I found friends more easily than I thought I could have when starting at Georgetown, and I think that ease was a function of my opened mind and excitement for a new set of stories. I struggled, at times to determine what academic field of study could align with this new perception I had of myself.

Falling back into my previous plan, I spent my first semester in Biology and Chemistry lectures and labs, trekking along the track for a Biology student.

Ally Pyne - Rustic Pathways Alumni

But, I felt like I was playing a part. These academic settings and my peers in those classes did not align enough with my understanding of myself.

Discouraged and on a whim, I enrolled in an introductory Anthropology course. When I heard my high-spirited professor explain the importance of the social-role relationship and that nothing human is ever 100% biological, I felt understood in my conceptions of the world. I became inspired to marry this soulful, yet scientific interpretation of human culture with my love for the natural world by also studying Biology.

I’ve learned that the nexus of these academic interests of mine reveals the field of Social Ecology, where people study how different cultures interact with the natural environment.

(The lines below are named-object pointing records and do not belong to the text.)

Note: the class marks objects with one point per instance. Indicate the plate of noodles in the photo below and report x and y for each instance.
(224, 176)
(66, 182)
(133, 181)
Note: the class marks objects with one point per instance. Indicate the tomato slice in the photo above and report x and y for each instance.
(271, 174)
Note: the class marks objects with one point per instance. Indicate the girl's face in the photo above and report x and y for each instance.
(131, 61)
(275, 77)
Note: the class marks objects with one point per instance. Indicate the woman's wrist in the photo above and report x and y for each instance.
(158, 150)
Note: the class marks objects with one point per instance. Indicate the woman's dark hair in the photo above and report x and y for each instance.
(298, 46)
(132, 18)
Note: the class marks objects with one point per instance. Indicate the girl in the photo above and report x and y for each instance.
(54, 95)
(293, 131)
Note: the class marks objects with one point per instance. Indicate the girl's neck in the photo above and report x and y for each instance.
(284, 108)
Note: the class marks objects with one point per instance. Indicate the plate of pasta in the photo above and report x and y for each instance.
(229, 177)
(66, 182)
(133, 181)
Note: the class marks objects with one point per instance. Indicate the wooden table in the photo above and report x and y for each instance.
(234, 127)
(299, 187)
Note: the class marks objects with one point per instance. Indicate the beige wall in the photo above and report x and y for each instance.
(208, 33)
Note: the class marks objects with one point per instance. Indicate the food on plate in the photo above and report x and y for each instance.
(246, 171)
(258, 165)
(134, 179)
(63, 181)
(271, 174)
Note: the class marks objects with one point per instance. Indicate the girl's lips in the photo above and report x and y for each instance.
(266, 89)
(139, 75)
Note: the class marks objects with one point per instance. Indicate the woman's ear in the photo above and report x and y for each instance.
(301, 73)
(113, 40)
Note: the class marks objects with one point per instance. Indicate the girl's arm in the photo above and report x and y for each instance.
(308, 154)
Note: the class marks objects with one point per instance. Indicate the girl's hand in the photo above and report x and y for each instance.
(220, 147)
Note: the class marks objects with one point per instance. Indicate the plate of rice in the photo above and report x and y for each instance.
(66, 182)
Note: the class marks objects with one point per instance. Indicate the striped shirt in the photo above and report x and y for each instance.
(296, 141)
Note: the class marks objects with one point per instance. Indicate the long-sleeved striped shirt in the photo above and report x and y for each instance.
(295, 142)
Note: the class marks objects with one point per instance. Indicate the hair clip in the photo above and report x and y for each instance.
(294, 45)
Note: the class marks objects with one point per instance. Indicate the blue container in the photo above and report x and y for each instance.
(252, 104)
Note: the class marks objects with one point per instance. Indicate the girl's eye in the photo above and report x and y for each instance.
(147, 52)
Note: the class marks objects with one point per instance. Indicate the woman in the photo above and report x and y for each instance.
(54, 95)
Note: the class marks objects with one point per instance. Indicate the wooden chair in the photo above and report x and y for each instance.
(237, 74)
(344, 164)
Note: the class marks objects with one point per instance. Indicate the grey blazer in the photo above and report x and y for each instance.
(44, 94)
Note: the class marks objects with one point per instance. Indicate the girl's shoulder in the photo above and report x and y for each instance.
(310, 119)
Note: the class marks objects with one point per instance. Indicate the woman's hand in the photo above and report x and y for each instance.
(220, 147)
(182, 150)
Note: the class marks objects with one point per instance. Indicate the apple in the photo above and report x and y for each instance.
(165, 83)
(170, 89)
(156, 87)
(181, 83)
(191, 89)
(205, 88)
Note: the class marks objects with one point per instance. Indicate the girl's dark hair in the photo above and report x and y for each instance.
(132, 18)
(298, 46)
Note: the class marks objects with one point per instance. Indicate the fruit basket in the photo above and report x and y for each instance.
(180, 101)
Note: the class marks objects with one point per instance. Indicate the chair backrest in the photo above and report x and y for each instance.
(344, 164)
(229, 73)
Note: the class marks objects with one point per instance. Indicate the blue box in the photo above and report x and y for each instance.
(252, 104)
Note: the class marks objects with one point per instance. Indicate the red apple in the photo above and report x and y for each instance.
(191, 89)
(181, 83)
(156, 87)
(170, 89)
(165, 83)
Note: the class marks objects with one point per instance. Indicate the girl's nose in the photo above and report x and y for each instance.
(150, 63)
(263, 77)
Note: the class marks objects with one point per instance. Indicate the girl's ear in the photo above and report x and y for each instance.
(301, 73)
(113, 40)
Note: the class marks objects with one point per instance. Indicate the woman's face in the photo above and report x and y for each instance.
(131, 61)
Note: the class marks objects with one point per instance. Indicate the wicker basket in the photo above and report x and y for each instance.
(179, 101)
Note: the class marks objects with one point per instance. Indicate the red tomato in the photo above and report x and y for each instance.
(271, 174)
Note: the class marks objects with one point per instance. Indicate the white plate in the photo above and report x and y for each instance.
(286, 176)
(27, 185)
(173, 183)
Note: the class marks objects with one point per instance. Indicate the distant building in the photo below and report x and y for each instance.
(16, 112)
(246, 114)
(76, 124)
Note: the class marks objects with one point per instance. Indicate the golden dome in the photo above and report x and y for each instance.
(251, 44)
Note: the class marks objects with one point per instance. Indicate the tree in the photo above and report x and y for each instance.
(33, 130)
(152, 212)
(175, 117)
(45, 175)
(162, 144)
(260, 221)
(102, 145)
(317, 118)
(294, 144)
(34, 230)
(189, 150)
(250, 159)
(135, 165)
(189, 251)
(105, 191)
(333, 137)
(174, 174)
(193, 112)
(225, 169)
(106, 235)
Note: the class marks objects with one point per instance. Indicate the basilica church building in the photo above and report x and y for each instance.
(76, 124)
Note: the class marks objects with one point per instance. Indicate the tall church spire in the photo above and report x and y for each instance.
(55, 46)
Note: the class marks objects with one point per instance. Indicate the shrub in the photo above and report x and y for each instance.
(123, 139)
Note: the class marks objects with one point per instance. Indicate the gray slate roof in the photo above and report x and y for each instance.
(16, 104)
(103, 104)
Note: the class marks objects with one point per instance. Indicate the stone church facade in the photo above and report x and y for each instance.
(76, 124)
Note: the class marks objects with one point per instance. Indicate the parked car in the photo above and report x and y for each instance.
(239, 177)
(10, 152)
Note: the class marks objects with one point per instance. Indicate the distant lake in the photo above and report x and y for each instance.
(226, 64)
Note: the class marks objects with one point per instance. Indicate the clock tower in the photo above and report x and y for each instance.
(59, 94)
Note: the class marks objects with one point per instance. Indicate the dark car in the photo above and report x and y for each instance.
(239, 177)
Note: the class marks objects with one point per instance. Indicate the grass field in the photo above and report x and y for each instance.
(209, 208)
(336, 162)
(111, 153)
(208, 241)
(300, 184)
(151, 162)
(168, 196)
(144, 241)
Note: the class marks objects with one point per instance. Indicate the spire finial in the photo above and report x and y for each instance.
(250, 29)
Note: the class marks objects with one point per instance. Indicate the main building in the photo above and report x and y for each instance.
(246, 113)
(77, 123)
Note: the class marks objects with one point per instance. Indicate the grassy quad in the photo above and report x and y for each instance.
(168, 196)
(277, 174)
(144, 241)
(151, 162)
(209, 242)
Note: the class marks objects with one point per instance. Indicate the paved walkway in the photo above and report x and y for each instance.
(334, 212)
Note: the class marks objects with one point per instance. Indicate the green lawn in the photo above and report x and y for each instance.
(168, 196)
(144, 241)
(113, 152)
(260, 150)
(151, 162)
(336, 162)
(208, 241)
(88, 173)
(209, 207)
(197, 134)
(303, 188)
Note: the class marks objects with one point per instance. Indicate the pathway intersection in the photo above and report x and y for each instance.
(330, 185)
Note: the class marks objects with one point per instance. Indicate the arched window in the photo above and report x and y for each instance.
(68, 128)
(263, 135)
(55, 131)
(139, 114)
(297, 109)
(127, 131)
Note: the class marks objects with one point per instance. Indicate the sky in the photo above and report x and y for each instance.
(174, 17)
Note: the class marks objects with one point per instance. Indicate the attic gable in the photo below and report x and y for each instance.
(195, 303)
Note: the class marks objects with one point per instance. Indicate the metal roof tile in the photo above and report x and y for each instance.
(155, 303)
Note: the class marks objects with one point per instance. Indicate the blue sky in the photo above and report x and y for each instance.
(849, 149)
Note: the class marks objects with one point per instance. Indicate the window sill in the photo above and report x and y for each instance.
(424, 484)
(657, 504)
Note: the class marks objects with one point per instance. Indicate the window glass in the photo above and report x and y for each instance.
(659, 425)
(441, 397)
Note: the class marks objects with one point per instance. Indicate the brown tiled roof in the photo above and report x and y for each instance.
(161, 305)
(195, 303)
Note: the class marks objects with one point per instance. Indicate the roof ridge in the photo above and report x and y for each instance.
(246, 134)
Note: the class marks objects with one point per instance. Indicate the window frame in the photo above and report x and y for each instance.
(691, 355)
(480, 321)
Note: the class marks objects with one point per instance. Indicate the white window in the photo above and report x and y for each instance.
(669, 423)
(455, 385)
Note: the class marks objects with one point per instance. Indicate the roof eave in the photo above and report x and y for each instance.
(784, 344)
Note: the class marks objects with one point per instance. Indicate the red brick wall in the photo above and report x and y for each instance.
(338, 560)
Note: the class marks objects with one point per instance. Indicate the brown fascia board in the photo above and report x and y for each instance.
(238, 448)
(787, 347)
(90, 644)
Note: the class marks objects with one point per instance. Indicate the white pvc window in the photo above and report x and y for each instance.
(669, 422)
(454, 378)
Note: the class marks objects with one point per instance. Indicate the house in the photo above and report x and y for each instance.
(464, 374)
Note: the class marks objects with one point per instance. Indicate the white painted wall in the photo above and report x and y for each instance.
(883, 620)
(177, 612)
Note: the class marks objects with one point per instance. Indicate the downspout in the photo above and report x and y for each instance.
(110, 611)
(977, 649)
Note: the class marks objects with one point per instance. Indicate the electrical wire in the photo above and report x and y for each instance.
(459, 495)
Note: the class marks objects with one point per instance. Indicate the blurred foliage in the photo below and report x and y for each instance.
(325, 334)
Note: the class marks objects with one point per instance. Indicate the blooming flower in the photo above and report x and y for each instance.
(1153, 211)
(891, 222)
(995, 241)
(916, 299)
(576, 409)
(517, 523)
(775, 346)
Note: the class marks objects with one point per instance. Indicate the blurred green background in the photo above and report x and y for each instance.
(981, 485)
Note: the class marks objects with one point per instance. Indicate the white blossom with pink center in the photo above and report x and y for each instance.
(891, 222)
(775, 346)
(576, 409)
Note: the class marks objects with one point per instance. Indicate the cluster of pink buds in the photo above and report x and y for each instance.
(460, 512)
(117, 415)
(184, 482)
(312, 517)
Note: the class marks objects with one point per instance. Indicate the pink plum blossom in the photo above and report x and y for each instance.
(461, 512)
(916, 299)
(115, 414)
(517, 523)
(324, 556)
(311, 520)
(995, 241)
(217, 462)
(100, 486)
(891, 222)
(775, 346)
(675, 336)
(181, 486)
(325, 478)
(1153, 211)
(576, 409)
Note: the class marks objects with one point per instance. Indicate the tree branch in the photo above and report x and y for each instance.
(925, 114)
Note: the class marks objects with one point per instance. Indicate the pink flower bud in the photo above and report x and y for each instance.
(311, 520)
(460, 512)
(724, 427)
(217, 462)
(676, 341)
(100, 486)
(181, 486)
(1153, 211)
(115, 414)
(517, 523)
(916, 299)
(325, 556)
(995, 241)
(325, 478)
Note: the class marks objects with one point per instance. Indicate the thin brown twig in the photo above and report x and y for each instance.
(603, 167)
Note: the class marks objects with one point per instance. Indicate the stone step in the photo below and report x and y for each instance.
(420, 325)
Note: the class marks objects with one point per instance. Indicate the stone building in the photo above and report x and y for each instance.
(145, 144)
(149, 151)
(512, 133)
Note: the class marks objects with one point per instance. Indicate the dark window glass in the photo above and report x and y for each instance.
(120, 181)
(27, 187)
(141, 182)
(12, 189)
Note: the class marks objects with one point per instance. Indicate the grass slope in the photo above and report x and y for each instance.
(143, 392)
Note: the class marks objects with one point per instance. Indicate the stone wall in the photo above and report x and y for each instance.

Climate change, conservation, marine biology, epidemiology, and many more scientific fields merge into a social ecologist’s understanding of various peoples. I feel empowered by my experiences (from Rustic Pathways and beyond) to explore this field and work towards a career in Social Ecology.

I remain involved with my gap year adventures by being a founding board member and the Chief Financial Officer of a non-profit that provides funding for international projects that world towards the UN’s Sustainable Development Goals and keeping the relationships I’ve made with people alive.

Rustic Pathways opened my mind up to all of my ensuing adventures. And together, all of these experiences have shown me that many ways to live a life exist but, if we want to be wholly fulfilled by our endeavors, we must actively seek out which life best suits our individuality within a changing world.